Model output statistics with deep neural networks (30 ECTS credits)

The professional service division at SMHI is looking for one or possibly two students to a master thesis project. The master thesis project will explore the possibility to apply deep learning techniques to reduce errors in weather forecasts by post-processing the output from numerical weather

prediction models.

1 Background

Numerical weather forecasts basically suffer from two kinds of errors, systematic and non- systematic. It is possible to reduce the systematic errors with the help of different statistical post- processing methods. Model output statistics (MOS) is a well-established post-processing method that in its traditional form works by performing stepwise regression on combinations of output

parameters from a long period of historical forecasts. One drawback with MOS is that the feature engineering process can be quite time consuming and demand detailed knowledge of the numerical weather prediction model. Deep neural networks have in a range of application eliminated the need for handcrafted features.
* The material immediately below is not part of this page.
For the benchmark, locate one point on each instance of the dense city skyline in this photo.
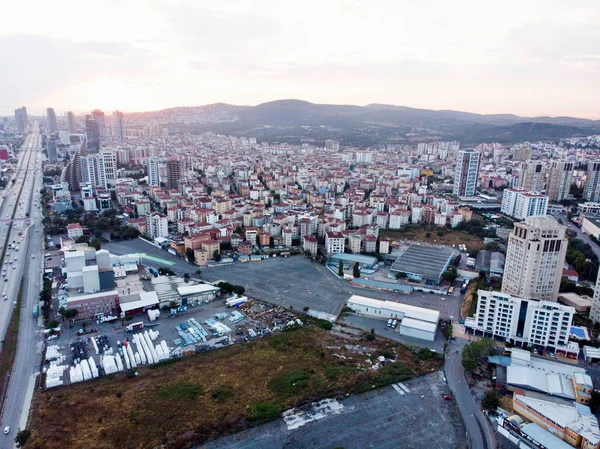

It can therefore be interesting to examine if deep neural networks can be a viable option to “traditional” MOS.

2 Goal

The goal is to implement and test a couple of deep learning architectures for post-processing of output from numerical weather prediction models

3 Task description

• Suggest a couple of deep learning architectures based on literature studies and maybe some small scale experimenting. Could be convolution neural networks, dense networks, etc.

• Implement the suggested architectures ( preferably in some Python framework such as Keras or Lasagne)

• Evaluate the forecasts produced by the suggested architectures.

4 Requirements

• Solid programming skills (preferably in Python)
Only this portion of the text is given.